Sebaliknya, kata “wanita” merupakan serapan dari bahasa Sansekerta “vanita” yang berarti “yang diinginkan”. Dalam budaya Jawa, ada tafsiran rakyat yang memplesetkan kata ini menjadi “wani ditata”, yang berarti “berani diatur”.

Walaupun etimologi ini diperdebatkan, konotasi “wanita” sering dikaitkan dengan penurut dan domestikasi, terutama selama masa Orde Baru. Program-program seperti Dharma Wanita, yang menekankan peran perempuan sebagai pendamping suami dan pengurus rumah tangga, semakin memperkuat stereotip ini.

Pada masa Orde Baru, organisasi-organisasi seperti Dharma Wanita, Persit Kartika Chandra Kirana, dan lainnya, membentuk citra perempuan yang ideal sebagai penurut dan mendukung suami. Identitas perempuan sering kali dilekatkan pada status suami, sehingga mengaburkan kemandirian dan kontribusi perempuan di luar peran domestik.

Buku “Women and the State in Modern Indonesia” karya Susan Blackburn menggambarkan bagaimana negara pada masa itu berusaha mengarahkan perempuan untuk tunduk pada cita-cita pembangunan, menjadikannya bagian dari sistem patriarki yang terstruktur.
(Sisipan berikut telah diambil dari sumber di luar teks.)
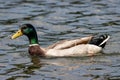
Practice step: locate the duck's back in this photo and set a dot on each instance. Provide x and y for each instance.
(79, 50)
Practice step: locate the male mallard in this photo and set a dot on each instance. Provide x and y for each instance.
(85, 46)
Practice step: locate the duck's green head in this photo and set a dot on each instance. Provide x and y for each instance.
(29, 31)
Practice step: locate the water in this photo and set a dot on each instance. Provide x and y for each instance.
(58, 20)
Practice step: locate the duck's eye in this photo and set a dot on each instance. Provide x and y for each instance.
(24, 27)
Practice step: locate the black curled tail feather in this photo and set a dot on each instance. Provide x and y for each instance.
(100, 40)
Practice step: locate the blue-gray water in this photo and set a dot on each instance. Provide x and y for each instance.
(58, 20)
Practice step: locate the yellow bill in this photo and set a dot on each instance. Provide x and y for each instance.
(17, 34)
Seiring dengan reformasi dan meningkatnya kesadaran akan kesetaraan gender, para aktivis mulai menghindari penggunaan kata “wanita” karena asosiasinya dengan domestikasi. Sebagai gantinya, kata “perempuan” lebih banyak digunakan, mencerminkan upaya untuk mengembalikan martabat dan identitas perempuan.

Kongres Perempuan Indonesia pada tahun 1928 telah menetapkan “perempuan” sebagai istilah yang mewakili aspirasi dan perjuangan kaum hawa. Organisasi seperti Komnas Perempuan, Solidaritas Perempuan, dan Yayasan Perempuan Mahardika memilih kata ini untuk menegaskan fokus mereka pada pemberdayaan dan kesetaraan.

Perubahan penggunaan kata ini juga terlihat dalam pemerintahan. Pada era Presiden Abdurrahman Wahid, Menteri Negara Urusan Peranan Wanita diubah menjadi Menteri Negara Pemberdayaan Perempuan. Ini menandakan pergeseran paradigma dari peran domestik ke pemberdayaan dan partisipasi aktif perempuan dalam berbagai aspek kehidupan.

Dalam konteks modern, penggunaan kata “perempuan” dianggap lebih tepat, terutama dalam isu-isu pemberdayaan, hak asasi, dan kesetaraan.

Kata ini membawa konotasi kemandirian, penghormatan, dan keadilan, yang sejalan dengan nilai-nilai perjuangan gender. Telaah semantik dan historis menunjukkan bahwa “perempuan” memiliki makna yang sejajar dengan “laki-laki”, baik secara etimologis maupun pragmatis.

Namun, penting untuk dicatat bahwa penggunaan kata “wanita” masih diterima dalam berbagai konteks tanpa maksud merendahkan. Perbedaannya terletak pada kesadaran akan sejarah dan nilai-nilai yang terkandung di dalamnya. Dengan memahami konteks ini, masyarakat dapat lebih bijak memilih kata yang digunakan, sesuai dengan pesan yang ingin disampaikan.

Diskursus mengenai “wanita” dan “perempuan” bukan sekadar persoalan linguistik, tetapi mencerminkan perjuangan melawan patriarki dan upaya membangun kesetaraan.

Dengan memilih kata yang tepat, kita turut mendukung perubahan sosial yang menghormati hak, martabat, dan identitas perempuan sebagai individu yang merdeka dan setara.